Denis Sergeevich Kalinin (Дени́с Сергеевич Кали́нин; born 1980), known as The Salesman Maniac (Маньяк-коммивояжёр), is a Russian robber and serial killer. Between September and October 2005, using his salesman job as a ruse, he killed 14 pensioners in Pskov, Chuvashia and most notably the Rostov Oblast, stealing their belongings afterwards.

== Early life and murders ==
Denis Kalinin was born in Pskov in 1980. Unemployed at age 24, he supported himself through minor thefts, wasting it mostly on slot machines, alcohol and drugs. At some point, he decided to kill pensioners during the robberies.

He committed his first murder in his hometown of Pskov, on 20 September, killing a 93-year-old woman, before moving to Rostov-on-Don. Kalinin got a job as a salesman to commit his crimes, choosing lonely elderly people as victims, as their children and grandchildren often lived far away. He managed to sell a wide variety of electrical household appliances to the pensioners, which, for the most part, were unnecessary. To the first victim, he sold an electric kettle for 1,500 rubles, and to another man, who was almost 100 years old, he gave an electric massager.

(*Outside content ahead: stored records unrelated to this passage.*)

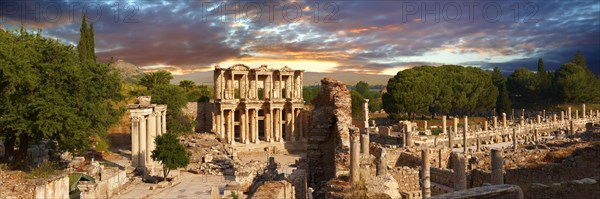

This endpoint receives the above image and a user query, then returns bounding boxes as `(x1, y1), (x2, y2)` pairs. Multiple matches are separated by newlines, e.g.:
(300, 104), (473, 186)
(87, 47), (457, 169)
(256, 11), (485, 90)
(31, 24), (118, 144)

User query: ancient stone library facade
(212, 64), (305, 145)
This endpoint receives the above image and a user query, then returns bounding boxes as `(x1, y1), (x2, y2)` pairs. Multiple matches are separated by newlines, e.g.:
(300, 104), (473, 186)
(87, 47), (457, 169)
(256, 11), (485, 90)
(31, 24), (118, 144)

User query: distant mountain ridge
(110, 59), (144, 83)
(171, 71), (392, 86)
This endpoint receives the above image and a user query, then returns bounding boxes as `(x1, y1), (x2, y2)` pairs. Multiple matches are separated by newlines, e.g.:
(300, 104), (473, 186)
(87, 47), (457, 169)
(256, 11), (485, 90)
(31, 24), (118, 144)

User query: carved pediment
(256, 64), (270, 72)
(229, 64), (250, 71)
(279, 66), (293, 72)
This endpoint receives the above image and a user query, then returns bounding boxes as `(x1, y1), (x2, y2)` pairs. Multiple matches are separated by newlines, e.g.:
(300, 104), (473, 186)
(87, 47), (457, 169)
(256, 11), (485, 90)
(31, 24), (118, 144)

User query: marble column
(537, 114), (541, 124)
(491, 149), (504, 184)
(131, 116), (140, 167)
(363, 99), (369, 133)
(422, 149), (431, 198)
(463, 123), (467, 153)
(361, 133), (370, 155)
(139, 116), (147, 167)
(442, 116), (447, 135)
(297, 109), (303, 139)
(452, 152), (467, 191)
(241, 109), (247, 143)
(376, 148), (387, 176)
(275, 109), (282, 142)
(502, 113), (507, 128)
(575, 110), (579, 120)
(582, 104), (586, 118)
(285, 109), (293, 141)
(484, 120), (488, 131)
(570, 120), (575, 135)
(156, 112), (162, 136)
(147, 113), (157, 166)
(265, 109), (272, 142)
(350, 131), (360, 184)
(568, 107), (572, 121)
(512, 128), (517, 151)
(254, 109), (259, 143)
(405, 130), (413, 147)
(561, 111), (565, 122)
(493, 116), (498, 129)
(424, 121), (428, 130)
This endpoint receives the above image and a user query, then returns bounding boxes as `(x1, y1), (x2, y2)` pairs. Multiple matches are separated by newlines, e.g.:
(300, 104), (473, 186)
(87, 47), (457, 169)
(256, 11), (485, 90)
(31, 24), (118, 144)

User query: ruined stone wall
(369, 133), (403, 146)
(33, 173), (69, 199)
(431, 167), (454, 187)
(307, 78), (355, 184)
(182, 102), (213, 133)
(470, 169), (492, 187)
(390, 166), (420, 193)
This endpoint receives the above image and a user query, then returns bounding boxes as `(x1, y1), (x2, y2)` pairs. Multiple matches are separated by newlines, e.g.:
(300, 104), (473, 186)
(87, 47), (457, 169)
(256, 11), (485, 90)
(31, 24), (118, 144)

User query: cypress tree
(77, 13), (96, 63)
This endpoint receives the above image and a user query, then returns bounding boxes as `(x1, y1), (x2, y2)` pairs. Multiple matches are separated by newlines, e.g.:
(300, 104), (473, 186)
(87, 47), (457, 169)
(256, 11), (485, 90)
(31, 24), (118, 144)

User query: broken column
(570, 120), (575, 135)
(575, 110), (579, 120)
(493, 116), (498, 129)
(405, 130), (413, 147)
(424, 121), (428, 130)
(582, 104), (586, 118)
(463, 121), (467, 153)
(502, 113), (507, 128)
(361, 133), (369, 155)
(491, 149), (504, 185)
(452, 152), (467, 191)
(376, 147), (387, 176)
(422, 148), (431, 198)
(568, 107), (572, 121)
(561, 111), (565, 121)
(363, 99), (369, 133)
(484, 120), (488, 131)
(350, 131), (360, 184)
(512, 128), (517, 151)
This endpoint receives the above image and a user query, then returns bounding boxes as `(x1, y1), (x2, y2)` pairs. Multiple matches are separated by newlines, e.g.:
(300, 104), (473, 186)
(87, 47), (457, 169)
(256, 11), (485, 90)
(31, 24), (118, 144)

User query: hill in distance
(171, 71), (392, 86)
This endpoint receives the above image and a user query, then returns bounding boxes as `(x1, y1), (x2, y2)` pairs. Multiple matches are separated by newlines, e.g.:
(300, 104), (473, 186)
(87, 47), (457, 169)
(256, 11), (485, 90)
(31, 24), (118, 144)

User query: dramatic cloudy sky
(1, 0), (599, 75)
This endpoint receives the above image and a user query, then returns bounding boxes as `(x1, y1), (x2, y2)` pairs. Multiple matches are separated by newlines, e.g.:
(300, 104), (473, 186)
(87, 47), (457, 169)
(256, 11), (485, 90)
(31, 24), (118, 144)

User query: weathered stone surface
(429, 184), (523, 199)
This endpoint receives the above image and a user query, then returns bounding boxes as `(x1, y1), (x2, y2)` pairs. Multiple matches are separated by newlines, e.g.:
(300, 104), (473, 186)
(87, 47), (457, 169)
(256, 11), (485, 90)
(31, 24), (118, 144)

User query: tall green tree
(354, 81), (371, 99)
(554, 63), (598, 103)
(151, 133), (190, 179)
(571, 51), (587, 68)
(77, 13), (96, 63)
(0, 28), (122, 164)
(491, 67), (511, 115)
(178, 80), (195, 92)
(350, 90), (365, 118)
(507, 67), (539, 105)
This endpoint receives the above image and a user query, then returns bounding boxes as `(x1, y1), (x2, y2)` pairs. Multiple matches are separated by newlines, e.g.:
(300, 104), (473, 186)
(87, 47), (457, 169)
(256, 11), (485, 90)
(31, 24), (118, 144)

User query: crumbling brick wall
(391, 166), (420, 192)
(307, 78), (355, 185)
(431, 167), (454, 187)
(182, 102), (213, 133)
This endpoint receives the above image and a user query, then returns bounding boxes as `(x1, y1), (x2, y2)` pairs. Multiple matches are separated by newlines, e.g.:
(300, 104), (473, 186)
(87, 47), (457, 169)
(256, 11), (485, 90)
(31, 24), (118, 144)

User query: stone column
(463, 123), (467, 153)
(534, 129), (539, 142)
(350, 131), (360, 184)
(254, 109), (260, 143)
(405, 130), (413, 147)
(568, 107), (572, 121)
(575, 110), (579, 120)
(298, 109), (304, 139)
(484, 121), (488, 131)
(582, 104), (586, 118)
(491, 149), (504, 184)
(265, 109), (272, 142)
(147, 113), (157, 167)
(139, 116), (147, 168)
(493, 116), (498, 129)
(570, 120), (575, 135)
(424, 121), (428, 130)
(422, 149), (431, 198)
(240, 109), (247, 143)
(363, 99), (369, 133)
(502, 113), (507, 128)
(131, 116), (140, 167)
(220, 110), (225, 139)
(156, 111), (162, 136)
(442, 115), (447, 135)
(361, 133), (369, 155)
(285, 109), (294, 141)
(162, 110), (167, 135)
(561, 111), (565, 122)
(452, 152), (467, 191)
(512, 128), (517, 151)
(520, 116), (525, 126)
(376, 148), (387, 176)
(553, 114), (557, 123)
(277, 109), (283, 142)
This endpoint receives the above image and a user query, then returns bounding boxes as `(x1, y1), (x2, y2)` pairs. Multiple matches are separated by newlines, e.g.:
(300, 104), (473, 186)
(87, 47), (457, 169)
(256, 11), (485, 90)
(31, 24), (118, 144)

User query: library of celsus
(212, 64), (305, 145)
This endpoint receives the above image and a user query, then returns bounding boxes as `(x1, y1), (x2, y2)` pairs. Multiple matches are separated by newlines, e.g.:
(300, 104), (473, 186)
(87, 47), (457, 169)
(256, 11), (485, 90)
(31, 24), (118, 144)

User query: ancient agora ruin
(2, 65), (599, 199)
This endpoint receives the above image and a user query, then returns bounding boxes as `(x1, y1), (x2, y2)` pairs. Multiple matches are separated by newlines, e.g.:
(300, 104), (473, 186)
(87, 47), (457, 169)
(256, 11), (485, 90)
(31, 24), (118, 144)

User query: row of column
(131, 107), (167, 169)
(216, 107), (304, 145)
(215, 68), (304, 101)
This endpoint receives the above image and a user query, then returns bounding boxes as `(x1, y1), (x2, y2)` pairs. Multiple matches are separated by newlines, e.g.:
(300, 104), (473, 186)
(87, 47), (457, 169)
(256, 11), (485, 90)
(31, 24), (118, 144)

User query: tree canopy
(139, 71), (173, 90)
(0, 27), (122, 164)
(151, 133), (190, 179)
(383, 65), (498, 119)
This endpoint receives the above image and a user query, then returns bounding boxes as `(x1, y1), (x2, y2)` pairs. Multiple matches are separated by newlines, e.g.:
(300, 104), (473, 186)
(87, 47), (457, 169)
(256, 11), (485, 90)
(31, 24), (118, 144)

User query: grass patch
(25, 161), (58, 179)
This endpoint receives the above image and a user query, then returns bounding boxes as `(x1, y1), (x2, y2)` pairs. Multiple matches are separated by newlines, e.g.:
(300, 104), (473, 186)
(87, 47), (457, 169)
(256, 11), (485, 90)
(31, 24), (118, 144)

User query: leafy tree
(178, 80), (195, 92)
(350, 90), (365, 118)
(354, 81), (372, 99)
(507, 67), (539, 105)
(139, 71), (173, 90)
(149, 84), (194, 134)
(571, 51), (587, 69)
(0, 27), (122, 164)
(554, 63), (598, 103)
(151, 133), (190, 179)
(303, 86), (320, 105)
(491, 67), (511, 115)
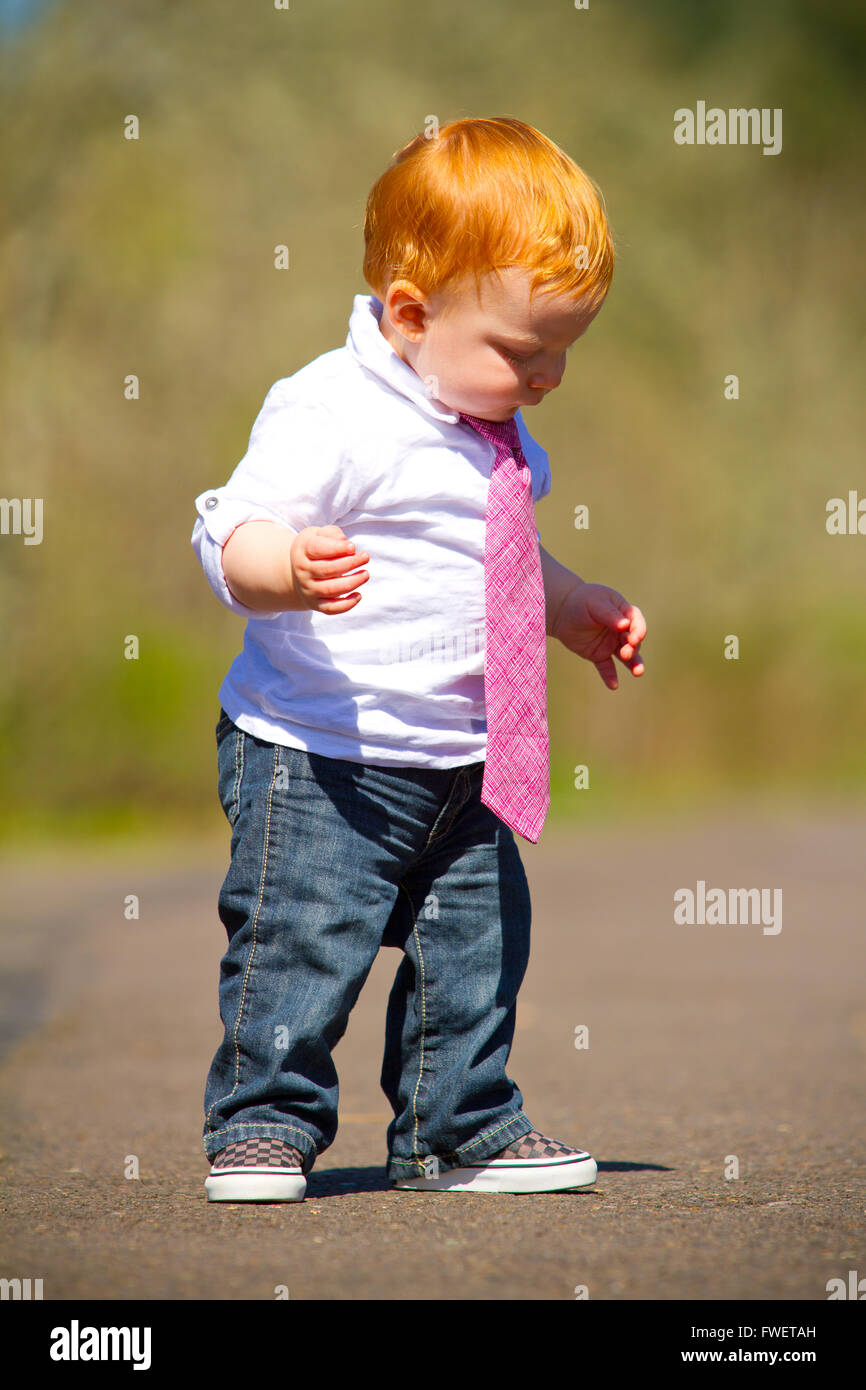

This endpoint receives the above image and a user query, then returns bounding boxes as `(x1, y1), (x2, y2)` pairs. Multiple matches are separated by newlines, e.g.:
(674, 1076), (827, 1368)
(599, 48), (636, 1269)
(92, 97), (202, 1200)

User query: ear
(382, 279), (429, 342)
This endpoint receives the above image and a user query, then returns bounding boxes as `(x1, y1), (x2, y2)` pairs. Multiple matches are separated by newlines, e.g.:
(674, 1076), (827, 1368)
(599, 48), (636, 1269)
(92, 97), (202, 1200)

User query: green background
(1, 0), (864, 849)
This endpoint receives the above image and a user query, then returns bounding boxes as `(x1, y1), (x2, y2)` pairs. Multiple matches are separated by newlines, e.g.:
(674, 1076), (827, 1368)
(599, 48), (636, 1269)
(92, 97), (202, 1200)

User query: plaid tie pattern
(460, 412), (550, 843)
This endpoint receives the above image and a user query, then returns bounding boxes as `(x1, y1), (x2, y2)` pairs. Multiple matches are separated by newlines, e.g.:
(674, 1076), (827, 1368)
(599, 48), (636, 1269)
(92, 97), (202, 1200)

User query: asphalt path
(0, 806), (864, 1301)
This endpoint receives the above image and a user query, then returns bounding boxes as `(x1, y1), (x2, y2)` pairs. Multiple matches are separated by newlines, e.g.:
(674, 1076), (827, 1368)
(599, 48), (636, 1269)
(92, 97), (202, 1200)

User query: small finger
(318, 593), (363, 614)
(615, 608), (647, 646)
(307, 532), (355, 557)
(309, 552), (369, 579)
(596, 657), (618, 689)
(313, 570), (370, 598)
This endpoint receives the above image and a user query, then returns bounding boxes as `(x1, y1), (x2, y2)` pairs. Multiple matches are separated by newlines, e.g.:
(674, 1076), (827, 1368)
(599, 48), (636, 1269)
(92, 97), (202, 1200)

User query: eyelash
(500, 346), (572, 365)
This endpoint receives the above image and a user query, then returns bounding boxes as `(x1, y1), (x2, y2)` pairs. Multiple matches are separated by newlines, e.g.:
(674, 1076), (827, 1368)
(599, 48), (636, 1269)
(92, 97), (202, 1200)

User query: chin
(462, 402), (518, 421)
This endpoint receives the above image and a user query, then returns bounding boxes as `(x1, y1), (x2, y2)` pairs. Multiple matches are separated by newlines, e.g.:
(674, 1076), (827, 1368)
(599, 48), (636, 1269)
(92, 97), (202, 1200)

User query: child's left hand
(552, 581), (646, 690)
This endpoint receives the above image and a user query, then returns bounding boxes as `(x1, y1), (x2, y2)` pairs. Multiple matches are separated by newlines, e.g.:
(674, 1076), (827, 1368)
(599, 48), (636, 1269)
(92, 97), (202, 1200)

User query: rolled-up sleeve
(191, 493), (291, 619)
(190, 381), (352, 620)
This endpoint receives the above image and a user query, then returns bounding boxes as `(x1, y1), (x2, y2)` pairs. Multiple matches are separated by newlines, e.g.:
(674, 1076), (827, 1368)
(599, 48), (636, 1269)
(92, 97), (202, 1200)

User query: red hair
(363, 116), (615, 313)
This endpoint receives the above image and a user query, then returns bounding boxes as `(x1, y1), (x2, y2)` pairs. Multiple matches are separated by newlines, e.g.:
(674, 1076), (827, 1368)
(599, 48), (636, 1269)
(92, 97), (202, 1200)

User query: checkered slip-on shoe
(205, 1136), (307, 1202)
(392, 1129), (597, 1193)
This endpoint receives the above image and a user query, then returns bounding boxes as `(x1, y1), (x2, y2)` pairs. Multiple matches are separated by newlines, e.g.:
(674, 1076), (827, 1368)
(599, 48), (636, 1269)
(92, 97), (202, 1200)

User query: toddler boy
(191, 116), (645, 1201)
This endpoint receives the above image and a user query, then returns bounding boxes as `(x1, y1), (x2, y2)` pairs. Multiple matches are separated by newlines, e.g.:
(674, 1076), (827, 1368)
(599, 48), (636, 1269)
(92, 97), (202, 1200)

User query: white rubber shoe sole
(205, 1164), (306, 1202)
(393, 1150), (597, 1194)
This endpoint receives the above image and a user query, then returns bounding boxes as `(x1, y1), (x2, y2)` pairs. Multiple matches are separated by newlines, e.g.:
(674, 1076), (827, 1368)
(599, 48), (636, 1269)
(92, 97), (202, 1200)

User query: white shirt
(190, 293), (551, 767)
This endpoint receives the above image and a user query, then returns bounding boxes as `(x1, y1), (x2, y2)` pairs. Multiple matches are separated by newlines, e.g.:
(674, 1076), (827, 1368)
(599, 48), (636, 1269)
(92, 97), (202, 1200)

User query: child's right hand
(289, 525), (370, 614)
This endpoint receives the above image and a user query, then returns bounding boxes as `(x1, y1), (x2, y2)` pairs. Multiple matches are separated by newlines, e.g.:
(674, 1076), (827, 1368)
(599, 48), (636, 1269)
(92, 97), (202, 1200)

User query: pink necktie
(459, 412), (550, 843)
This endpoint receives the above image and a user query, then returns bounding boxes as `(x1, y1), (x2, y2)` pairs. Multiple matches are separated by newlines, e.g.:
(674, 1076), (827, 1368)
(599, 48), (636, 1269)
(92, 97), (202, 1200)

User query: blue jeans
(202, 708), (535, 1182)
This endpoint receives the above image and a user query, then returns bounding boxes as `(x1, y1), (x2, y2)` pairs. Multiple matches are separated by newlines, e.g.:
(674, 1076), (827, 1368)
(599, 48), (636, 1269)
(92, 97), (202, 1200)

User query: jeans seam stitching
(205, 740), (279, 1131)
(231, 725), (244, 822)
(402, 882), (428, 1164)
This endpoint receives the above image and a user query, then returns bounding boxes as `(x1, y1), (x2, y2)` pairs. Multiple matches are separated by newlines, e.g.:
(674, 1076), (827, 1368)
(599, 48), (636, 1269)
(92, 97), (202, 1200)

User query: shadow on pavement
(307, 1158), (674, 1196)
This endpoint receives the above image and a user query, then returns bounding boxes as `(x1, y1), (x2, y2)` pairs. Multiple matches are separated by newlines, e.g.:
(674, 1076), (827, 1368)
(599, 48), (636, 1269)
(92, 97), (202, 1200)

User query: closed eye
(499, 344), (573, 365)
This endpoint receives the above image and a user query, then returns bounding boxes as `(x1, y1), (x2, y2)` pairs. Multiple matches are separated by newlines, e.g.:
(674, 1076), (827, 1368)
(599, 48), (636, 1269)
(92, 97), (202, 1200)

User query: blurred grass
(1, 0), (864, 850)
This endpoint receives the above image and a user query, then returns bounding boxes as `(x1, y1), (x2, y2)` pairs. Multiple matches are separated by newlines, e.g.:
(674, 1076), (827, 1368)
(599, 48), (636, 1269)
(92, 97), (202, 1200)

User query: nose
(528, 352), (566, 392)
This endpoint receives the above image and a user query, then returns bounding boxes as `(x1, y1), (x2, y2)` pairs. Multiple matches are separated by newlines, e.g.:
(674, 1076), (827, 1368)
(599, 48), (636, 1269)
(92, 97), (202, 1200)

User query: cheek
(491, 357), (519, 386)
(426, 340), (513, 398)
(466, 348), (512, 384)
(431, 344), (475, 389)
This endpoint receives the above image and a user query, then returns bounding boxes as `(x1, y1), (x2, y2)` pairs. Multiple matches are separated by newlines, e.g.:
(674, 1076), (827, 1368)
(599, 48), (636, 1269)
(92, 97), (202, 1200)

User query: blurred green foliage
(1, 0), (864, 847)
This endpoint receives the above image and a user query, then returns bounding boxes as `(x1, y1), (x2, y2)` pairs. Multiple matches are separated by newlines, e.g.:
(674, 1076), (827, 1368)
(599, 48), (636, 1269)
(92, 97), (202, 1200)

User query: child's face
(378, 266), (599, 421)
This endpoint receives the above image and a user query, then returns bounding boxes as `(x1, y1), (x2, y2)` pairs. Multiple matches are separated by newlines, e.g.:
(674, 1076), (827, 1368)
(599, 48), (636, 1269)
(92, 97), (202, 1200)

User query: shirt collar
(345, 294), (461, 425)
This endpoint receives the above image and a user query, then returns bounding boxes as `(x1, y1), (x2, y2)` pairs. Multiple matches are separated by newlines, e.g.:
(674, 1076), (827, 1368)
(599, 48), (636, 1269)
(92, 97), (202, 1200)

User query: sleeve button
(205, 496), (219, 509)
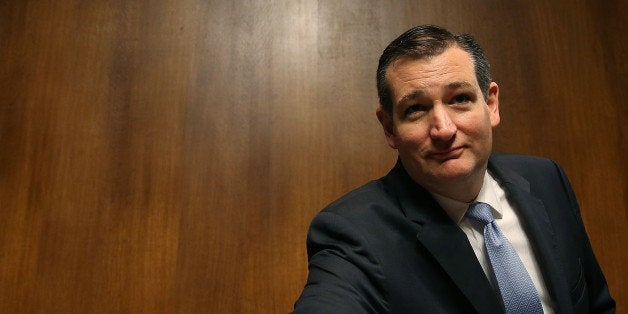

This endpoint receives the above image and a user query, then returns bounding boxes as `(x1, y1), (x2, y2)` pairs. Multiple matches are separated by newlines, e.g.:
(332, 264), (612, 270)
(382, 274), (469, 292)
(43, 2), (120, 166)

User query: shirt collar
(431, 171), (503, 224)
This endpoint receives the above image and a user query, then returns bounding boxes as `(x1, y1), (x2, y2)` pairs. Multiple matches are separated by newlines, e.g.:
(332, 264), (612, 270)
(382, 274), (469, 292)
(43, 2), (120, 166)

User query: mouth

Kalinin, on the other hand, easily managed to gain the trust of the naive pensioners. Moreover, it was rather important for him to communicate with them, as they willingly gave the young man money for the unnecessary house appliances. They especially agreed to the purchase when they were told by Kalinin that he would drop by again, in case they needed assistance with the product or couldn't understand the instructions properly. Those repeated visits by Kalinin ended in murder. To confuse law enforcement, he operated in different cities: starting in Pskov, he committed additional murders in Cheboksary, Rostov-on-Don, Morozovsk, Tsimlyansk, Aksay, Bataysk and finally Zimovniki. After killing an elderly man in Morozovsk, where everyone knew each other, it became clear that a killer was operating in the area, penetrating through the houses of the elderly. However, there were no signs of forced entry, indicating that the pensioners themselves let the killer into their homes.

== Arrest and sentence ==
The killings stopped abruptly, but a female pensioner in the Rostov Oblast became an accidental victim of a drunken row - for which, the cold case of the "Salesman Maniac" was reopened, just in case. At the end of 2012, it turned out that there were enough fingerprints left, and that they could be used to track down the killer. It turned out to be an average-looking man named Denis Kalinin, who was serving an 8-year sentence for robbery. He immediately admitted everything, explaining how and why he killed the pensioners. Kalinin also confided that he drank before each murder to calm down his nerves. He gave the following reasoning as a motive:I robbed them because they could not resist. They had money, they saved for a rainy day.An employee of the company which Kalinin worked at also recalled one interesting conversation with him:He appeared to be an ordinary person, inconspicuous. But once he said something like: "The old man annoys me. Shuffling, gray hair. You need to live up to 45, a maximum of 50, and then why? It's necessary to concede life to the young".On 14 March 2014, for the murders of the 14 pensioners, Kalinin was sentenced by the Morozovsk Court of the Rostov Oblast to 19 years imprisonment.